In light of these factors, Direct market listing has become popular in the last few years as a potential alternative to IPOs. In a direct listing, an upcoming public company bypasses the banking system and sells its shares of stock directly to public investors. Thus, the company saves underwriting fees and may get better pricing. The problem with direct listings is that of recognition; less popular private companies may not be able to influence public investors without the backing of a prominent investment banker.

Perhaps the most promising alternative to IPOs is a Special purpose acquisition company (SPAC). SPAC go public and raises the capital first; thus, they are more time efficient and can take advantage of the short-term market up movements. While the disclosure requirements for SPACs are on the same lines as IPOs, SPACs have more freedom to spin stories and make projections. Finally, SPACs take advantage of sponsors’ expertise in negotiating better prices.

The above-mentioned benefits of SPACs should be considered along with their costs.
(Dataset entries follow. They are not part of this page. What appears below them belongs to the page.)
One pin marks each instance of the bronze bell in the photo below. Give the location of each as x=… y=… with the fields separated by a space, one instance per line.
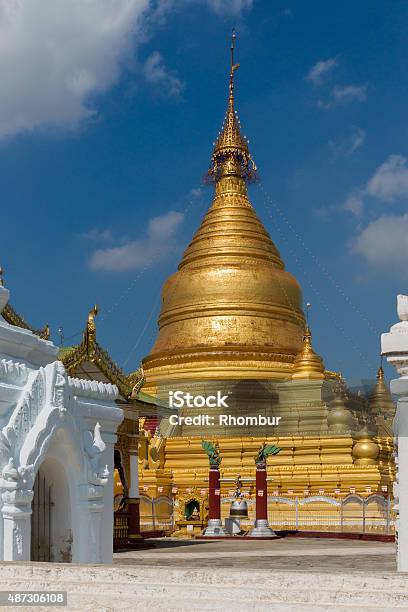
x=239 y=509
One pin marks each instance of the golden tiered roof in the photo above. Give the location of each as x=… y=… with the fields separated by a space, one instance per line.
x=231 y=310
x=13 y=318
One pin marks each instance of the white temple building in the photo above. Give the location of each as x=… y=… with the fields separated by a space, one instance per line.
x=57 y=437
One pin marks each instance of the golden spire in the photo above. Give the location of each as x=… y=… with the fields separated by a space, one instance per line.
x=231 y=310
x=380 y=400
x=308 y=365
x=231 y=156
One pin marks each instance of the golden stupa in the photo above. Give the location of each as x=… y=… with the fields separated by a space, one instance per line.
x=231 y=310
x=231 y=315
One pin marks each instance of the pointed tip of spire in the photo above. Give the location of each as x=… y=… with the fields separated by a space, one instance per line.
x=308 y=365
x=231 y=156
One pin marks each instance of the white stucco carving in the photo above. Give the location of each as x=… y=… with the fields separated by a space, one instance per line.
x=67 y=428
x=394 y=345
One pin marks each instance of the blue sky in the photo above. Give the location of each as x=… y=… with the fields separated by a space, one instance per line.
x=108 y=112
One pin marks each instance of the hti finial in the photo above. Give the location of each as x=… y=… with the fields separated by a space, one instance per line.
x=234 y=67
x=308 y=307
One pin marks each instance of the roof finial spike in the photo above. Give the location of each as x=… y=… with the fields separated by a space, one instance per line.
x=308 y=307
x=234 y=66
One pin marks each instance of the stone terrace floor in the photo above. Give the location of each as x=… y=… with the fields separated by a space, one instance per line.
x=309 y=554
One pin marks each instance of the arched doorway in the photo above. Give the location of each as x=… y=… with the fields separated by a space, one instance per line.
x=51 y=530
x=41 y=519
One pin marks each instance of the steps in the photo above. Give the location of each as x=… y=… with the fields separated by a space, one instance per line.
x=135 y=587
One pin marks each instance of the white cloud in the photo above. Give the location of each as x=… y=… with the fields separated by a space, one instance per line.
x=158 y=75
x=390 y=181
x=159 y=243
x=354 y=204
x=321 y=70
x=384 y=243
x=58 y=56
x=348 y=144
x=357 y=140
x=231 y=7
x=349 y=93
x=388 y=184
x=55 y=56
x=97 y=235
x=344 y=94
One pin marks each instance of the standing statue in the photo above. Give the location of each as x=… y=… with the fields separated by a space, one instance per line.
x=265 y=451
x=213 y=452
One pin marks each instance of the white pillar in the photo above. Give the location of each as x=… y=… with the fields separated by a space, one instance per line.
x=16 y=513
x=395 y=346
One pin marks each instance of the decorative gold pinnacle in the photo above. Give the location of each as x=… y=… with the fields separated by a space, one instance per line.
x=231 y=156
x=308 y=365
x=380 y=400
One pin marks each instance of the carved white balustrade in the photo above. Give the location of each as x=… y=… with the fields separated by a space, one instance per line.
x=394 y=345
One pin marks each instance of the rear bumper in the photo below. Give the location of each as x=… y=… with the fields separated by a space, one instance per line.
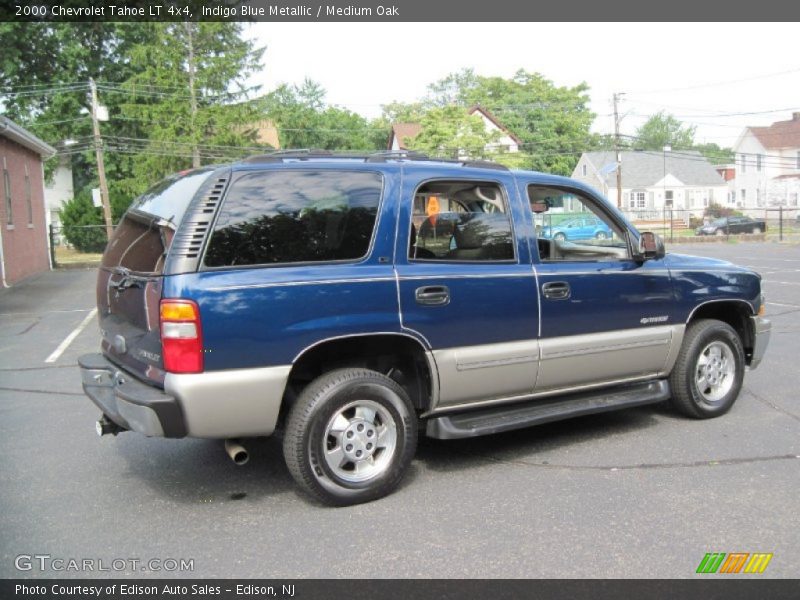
x=762 y=328
x=129 y=402
x=216 y=404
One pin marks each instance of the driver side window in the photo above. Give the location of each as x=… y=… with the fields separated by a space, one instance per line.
x=570 y=227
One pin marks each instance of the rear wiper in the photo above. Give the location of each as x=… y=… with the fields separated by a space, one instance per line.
x=129 y=279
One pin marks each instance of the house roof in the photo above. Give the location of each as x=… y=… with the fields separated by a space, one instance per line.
x=401 y=131
x=645 y=168
x=485 y=111
x=25 y=138
x=782 y=134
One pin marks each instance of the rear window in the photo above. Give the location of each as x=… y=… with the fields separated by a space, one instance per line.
x=272 y=217
x=169 y=198
x=142 y=238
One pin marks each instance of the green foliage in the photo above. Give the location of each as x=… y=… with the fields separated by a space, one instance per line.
x=305 y=121
x=186 y=88
x=715 y=154
x=448 y=131
x=662 y=130
x=83 y=223
x=552 y=122
x=157 y=125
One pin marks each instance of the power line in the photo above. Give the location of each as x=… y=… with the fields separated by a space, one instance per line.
x=718 y=83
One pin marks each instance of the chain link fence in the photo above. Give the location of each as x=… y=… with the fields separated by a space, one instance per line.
x=681 y=225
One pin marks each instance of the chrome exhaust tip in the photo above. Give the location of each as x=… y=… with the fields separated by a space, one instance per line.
x=237 y=452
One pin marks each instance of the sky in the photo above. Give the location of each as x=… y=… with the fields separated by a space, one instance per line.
x=705 y=74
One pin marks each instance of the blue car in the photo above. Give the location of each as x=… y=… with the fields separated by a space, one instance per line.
x=578 y=228
x=354 y=303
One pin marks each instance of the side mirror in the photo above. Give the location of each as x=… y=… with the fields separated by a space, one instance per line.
x=651 y=246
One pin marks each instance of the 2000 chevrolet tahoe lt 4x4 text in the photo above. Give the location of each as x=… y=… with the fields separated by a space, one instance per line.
x=354 y=300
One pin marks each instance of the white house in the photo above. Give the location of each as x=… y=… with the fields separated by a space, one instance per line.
x=653 y=180
x=506 y=141
x=768 y=164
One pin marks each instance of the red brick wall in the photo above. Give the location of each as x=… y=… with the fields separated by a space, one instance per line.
x=24 y=247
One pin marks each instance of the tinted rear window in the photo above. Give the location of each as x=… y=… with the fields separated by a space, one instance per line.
x=169 y=198
x=140 y=241
x=271 y=217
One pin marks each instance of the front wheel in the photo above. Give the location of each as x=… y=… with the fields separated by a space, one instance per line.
x=350 y=436
x=708 y=374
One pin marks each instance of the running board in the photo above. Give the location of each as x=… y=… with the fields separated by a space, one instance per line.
x=534 y=412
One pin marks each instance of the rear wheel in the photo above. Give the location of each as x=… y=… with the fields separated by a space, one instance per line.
x=708 y=374
x=350 y=436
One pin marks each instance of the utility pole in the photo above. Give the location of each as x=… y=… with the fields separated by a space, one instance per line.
x=192 y=94
x=101 y=169
x=617 y=148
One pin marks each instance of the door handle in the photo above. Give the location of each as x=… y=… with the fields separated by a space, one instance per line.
x=556 y=290
x=432 y=295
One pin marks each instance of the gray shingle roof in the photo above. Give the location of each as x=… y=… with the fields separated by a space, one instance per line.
x=645 y=168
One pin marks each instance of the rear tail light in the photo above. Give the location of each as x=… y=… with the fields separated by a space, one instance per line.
x=181 y=336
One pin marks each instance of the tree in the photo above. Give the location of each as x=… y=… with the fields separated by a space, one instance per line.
x=451 y=132
x=305 y=121
x=552 y=122
x=187 y=86
x=715 y=154
x=662 y=130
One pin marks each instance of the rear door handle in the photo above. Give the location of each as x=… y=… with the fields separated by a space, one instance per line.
x=432 y=295
x=556 y=290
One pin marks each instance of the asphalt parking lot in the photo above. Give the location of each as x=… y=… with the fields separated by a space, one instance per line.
x=638 y=493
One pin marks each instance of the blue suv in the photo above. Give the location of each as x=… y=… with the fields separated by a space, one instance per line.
x=356 y=301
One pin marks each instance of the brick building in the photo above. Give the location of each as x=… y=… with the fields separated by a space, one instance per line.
x=23 y=231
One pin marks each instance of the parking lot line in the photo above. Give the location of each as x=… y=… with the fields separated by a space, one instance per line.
x=71 y=337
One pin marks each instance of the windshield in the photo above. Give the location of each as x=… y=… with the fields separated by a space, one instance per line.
x=170 y=197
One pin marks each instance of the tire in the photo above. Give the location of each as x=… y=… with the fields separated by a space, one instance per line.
x=365 y=407
x=708 y=373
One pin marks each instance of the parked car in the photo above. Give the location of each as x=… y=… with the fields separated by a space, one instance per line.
x=579 y=228
x=732 y=225
x=292 y=292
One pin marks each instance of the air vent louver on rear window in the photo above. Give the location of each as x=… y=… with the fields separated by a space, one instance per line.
x=187 y=245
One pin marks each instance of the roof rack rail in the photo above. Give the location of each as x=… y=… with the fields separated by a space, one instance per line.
x=371 y=157
x=385 y=155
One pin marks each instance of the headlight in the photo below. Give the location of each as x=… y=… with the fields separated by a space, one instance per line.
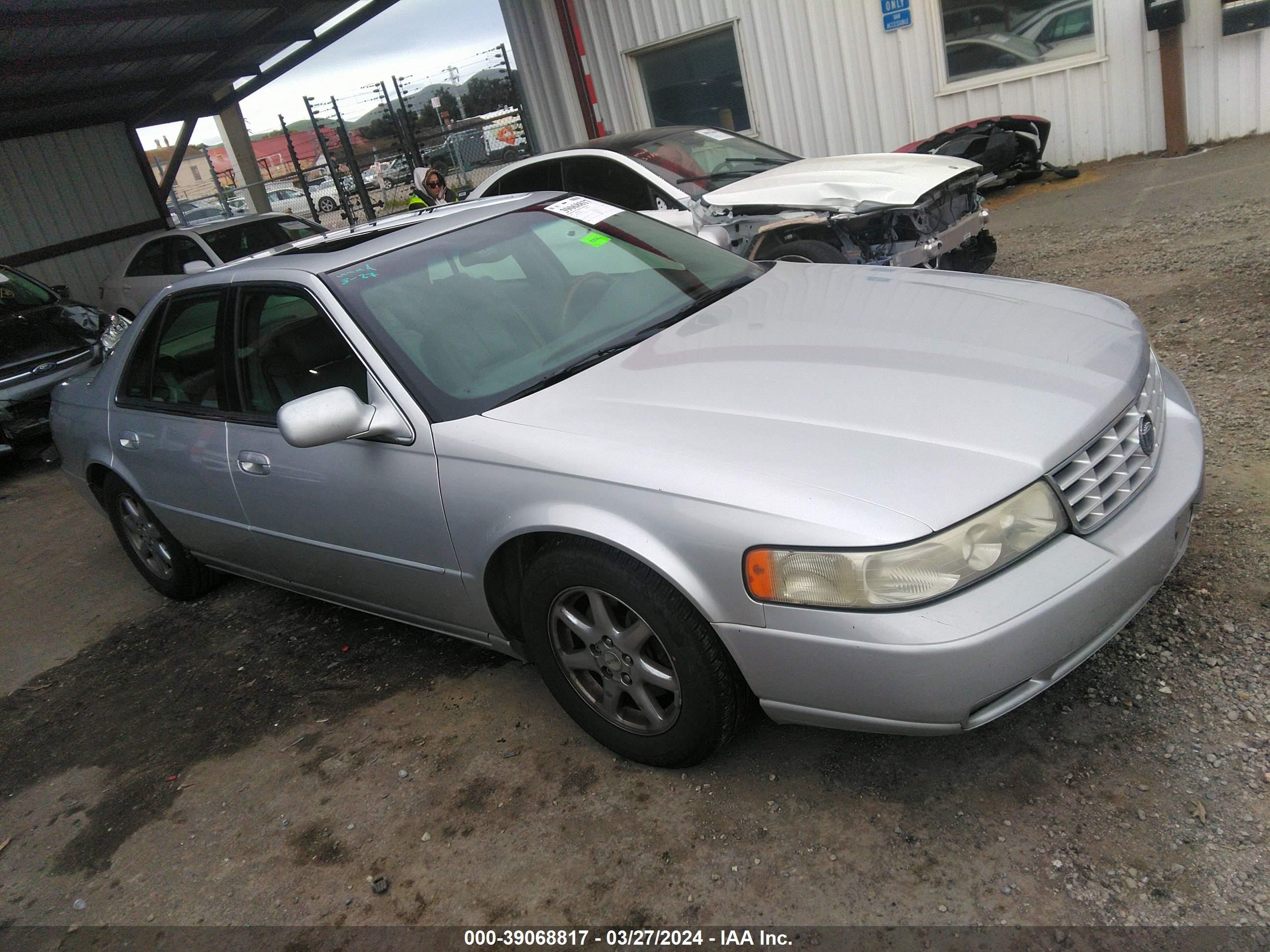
x=115 y=329
x=919 y=571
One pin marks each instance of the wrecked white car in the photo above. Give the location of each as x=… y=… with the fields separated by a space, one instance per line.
x=769 y=205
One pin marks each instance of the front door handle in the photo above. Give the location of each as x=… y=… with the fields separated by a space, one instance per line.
x=254 y=464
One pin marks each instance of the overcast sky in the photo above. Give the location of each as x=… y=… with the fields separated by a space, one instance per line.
x=413 y=37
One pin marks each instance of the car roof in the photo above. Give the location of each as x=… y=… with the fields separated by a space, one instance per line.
x=334 y=249
x=623 y=142
x=237 y=220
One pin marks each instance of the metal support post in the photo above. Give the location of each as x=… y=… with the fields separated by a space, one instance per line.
x=352 y=164
x=331 y=164
x=295 y=163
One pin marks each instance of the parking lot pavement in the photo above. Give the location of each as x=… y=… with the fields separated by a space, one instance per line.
x=254 y=757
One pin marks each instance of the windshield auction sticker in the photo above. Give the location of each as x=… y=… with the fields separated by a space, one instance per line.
x=585 y=210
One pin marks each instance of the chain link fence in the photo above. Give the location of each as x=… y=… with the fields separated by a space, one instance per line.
x=352 y=158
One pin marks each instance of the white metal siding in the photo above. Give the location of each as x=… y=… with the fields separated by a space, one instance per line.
x=543 y=68
x=823 y=78
x=65 y=186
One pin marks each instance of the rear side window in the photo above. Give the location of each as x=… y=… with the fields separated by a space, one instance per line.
x=289 y=348
x=174 y=365
x=150 y=261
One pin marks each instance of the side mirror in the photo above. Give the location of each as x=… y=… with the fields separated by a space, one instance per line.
x=338 y=414
x=715 y=235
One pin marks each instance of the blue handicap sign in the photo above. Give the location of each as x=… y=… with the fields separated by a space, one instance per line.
x=896 y=14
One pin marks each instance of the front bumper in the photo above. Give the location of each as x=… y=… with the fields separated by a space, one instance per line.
x=943 y=243
x=963 y=662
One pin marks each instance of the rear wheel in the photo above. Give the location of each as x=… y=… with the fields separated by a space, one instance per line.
x=808 y=252
x=160 y=559
x=629 y=658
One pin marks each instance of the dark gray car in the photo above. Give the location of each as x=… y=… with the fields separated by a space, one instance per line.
x=876 y=498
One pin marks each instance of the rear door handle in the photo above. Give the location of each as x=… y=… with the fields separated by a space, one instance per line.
x=254 y=464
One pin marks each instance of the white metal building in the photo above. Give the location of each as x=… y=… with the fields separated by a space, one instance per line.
x=825 y=78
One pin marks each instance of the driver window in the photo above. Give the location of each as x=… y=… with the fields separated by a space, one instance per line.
x=288 y=348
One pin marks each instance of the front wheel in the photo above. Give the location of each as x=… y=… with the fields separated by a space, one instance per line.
x=629 y=658
x=160 y=559
x=808 y=252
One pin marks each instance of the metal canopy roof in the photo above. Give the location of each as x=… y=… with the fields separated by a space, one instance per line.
x=68 y=64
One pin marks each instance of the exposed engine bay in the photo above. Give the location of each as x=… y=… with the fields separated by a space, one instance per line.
x=947 y=229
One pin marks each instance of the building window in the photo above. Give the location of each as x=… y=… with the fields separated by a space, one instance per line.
x=982 y=39
x=696 y=82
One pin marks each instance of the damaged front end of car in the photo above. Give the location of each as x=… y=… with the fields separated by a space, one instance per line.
x=947 y=228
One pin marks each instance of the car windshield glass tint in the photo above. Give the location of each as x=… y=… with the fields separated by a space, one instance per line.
x=703 y=160
x=20 y=294
x=477 y=316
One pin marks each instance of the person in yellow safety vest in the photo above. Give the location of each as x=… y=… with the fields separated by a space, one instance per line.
x=430 y=190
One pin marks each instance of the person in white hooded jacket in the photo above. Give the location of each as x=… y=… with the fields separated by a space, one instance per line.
x=430 y=190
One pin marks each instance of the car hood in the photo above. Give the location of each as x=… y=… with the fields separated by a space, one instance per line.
x=846 y=183
x=44 y=332
x=932 y=395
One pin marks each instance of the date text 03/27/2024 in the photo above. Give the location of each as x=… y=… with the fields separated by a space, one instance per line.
x=624 y=937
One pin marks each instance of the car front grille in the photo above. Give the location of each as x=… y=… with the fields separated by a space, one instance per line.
x=1098 y=481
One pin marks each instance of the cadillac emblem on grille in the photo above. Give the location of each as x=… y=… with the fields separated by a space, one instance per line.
x=1147 y=436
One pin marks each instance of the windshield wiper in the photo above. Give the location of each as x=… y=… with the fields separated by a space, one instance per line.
x=715 y=175
x=595 y=357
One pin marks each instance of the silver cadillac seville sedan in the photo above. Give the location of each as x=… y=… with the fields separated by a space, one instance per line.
x=879 y=499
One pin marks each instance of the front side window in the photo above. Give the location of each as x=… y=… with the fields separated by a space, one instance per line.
x=466 y=329
x=18 y=292
x=288 y=348
x=539 y=177
x=982 y=39
x=702 y=160
x=150 y=261
x=174 y=365
x=696 y=82
x=254 y=237
x=609 y=182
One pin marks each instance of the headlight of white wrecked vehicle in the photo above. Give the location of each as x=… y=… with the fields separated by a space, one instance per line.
x=919 y=571
x=115 y=329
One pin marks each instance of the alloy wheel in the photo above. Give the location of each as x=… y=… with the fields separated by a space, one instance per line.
x=145 y=536
x=614 y=661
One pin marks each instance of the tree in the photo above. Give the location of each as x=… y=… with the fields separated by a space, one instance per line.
x=487 y=95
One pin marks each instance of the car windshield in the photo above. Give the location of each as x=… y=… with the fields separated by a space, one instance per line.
x=703 y=160
x=486 y=314
x=254 y=237
x=20 y=294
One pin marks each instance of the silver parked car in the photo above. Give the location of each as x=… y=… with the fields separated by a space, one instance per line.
x=882 y=499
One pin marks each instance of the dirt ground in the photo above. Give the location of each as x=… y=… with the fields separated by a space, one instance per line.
x=256 y=757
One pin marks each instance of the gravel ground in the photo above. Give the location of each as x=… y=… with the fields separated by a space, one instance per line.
x=262 y=758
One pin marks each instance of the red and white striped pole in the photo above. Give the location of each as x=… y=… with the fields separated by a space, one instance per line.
x=577 y=51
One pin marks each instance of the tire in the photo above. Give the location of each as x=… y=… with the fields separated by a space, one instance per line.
x=160 y=559
x=807 y=250
x=680 y=669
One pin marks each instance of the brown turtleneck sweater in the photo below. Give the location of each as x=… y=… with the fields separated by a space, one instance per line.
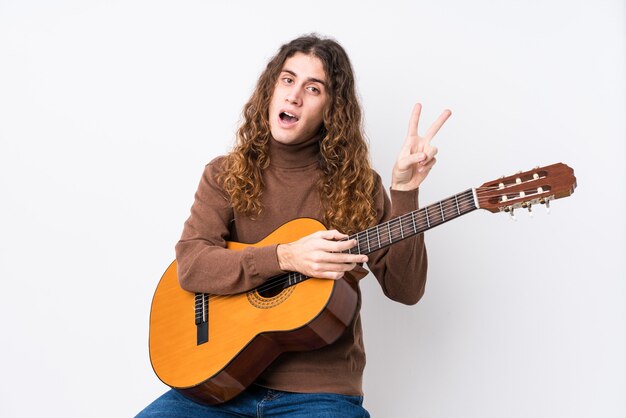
x=290 y=191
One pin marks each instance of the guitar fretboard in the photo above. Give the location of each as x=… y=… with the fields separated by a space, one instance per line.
x=397 y=229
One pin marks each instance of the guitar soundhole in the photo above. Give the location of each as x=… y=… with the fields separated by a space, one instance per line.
x=271 y=292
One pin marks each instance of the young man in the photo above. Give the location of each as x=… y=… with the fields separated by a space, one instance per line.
x=300 y=152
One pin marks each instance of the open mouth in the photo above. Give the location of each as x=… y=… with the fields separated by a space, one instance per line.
x=288 y=118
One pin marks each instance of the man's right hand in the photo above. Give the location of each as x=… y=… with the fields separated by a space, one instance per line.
x=319 y=255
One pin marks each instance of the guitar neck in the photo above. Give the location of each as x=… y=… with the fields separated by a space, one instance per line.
x=397 y=229
x=413 y=223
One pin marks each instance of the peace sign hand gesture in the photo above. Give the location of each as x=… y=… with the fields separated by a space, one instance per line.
x=417 y=156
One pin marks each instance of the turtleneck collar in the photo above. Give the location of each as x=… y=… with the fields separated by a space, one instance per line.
x=296 y=155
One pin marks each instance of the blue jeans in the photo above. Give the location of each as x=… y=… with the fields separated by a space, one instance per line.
x=260 y=402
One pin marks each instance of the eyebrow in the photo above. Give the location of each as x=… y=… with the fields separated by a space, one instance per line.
x=316 y=80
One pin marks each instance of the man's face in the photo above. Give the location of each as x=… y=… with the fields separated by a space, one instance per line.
x=297 y=105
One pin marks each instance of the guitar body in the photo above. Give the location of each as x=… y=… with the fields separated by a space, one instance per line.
x=240 y=335
x=246 y=331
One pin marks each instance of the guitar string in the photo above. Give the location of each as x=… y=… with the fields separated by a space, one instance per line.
x=403 y=219
x=285 y=278
x=399 y=221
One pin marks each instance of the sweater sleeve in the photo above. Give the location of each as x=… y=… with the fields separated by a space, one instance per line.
x=204 y=262
x=400 y=268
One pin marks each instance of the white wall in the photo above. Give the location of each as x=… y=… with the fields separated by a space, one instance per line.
x=109 y=111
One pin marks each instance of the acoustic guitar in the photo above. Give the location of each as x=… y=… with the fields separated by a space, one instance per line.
x=211 y=347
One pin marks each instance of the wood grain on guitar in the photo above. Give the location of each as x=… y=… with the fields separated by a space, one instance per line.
x=211 y=347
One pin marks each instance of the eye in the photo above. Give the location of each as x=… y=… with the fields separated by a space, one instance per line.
x=314 y=90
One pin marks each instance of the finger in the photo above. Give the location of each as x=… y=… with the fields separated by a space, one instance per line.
x=330 y=270
x=331 y=234
x=415 y=118
x=343 y=258
x=434 y=128
x=429 y=154
x=427 y=167
x=406 y=162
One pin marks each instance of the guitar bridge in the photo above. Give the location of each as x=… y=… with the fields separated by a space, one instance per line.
x=202 y=318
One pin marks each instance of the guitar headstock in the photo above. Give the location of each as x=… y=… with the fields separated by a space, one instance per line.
x=524 y=189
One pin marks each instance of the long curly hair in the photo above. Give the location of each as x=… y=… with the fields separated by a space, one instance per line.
x=346 y=186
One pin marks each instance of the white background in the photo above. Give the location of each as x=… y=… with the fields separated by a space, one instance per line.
x=109 y=111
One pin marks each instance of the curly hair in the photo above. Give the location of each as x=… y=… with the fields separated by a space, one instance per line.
x=346 y=186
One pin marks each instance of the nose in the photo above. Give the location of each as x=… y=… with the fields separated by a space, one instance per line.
x=293 y=96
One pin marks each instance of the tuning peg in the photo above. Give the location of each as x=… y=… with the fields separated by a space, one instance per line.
x=511 y=212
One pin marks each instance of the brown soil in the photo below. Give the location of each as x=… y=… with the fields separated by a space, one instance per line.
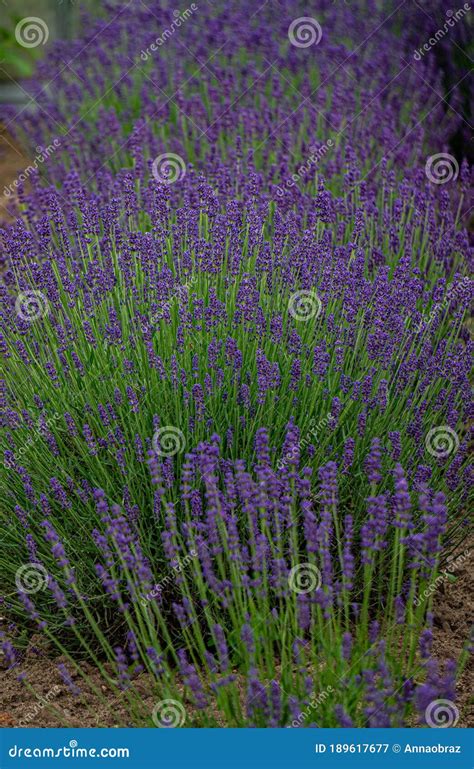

Issuance of shares to sponsors at subsidized prices causes dilution for other investors. Besides, sponsors enjoy much higher control over the deal-making process, which may benefit them disproportionately. Also, there is a potential conflict of interest between SPAC investors and issuing companies as SPACs market themselves to be a more cost-effective way of going public; simultaneously, they promise higher returns to their investors.

The effect of SPAC: Who benefits on whose costs

Let’s discuss the costs and benefits of SPACs for each party involved:

  • Sponsors: Sponsors seem to be at a clear advantage. They receive a significant stake in SPAC at discounted prices; if the deal is closed, they get a handsome return, and if the deal does not get through, they get their money back as investors. Apart from these, they have much higher control over the operations of the SPAC, which they may use for their disproportionate benefit.
  • Investors in SPECs: Empirical evidence suggests that from the time SPAC goes public to the time it announces a merger deal, investors enjoy a healthy return on their investments. But most often than not, investors lose money on a SPAC-merged entity.
  • Owners of issuing companies: Private companies may benefit from a faster process of going public through SPACs. And may be able to negotiate better prices. Still, the potential dilution effect and negative historical returns of post-merger entities make SPACs a less attractive way of going public for issuing companies.

Conclusion

Specs have become quite popular in the recent past as an alternative to IPOs. Bankers-led IPO process has been the most dominating medium for going public, but now it is showing its age. And the good thing is that we are seeing new alternatives emerging. Whether it is IPOs or SPACs, going public is easier in up markets and difficult in cold times. In the recent past, due to fiscal and monetary stimulations, stock markets have been on the rise, and SPACs have taken advantage of that. SPACs will come under test during the falling markets. Do SPACs have the potential to replace IPOs completely, or both IPOs and SPACs can survive together? Share your thoughts.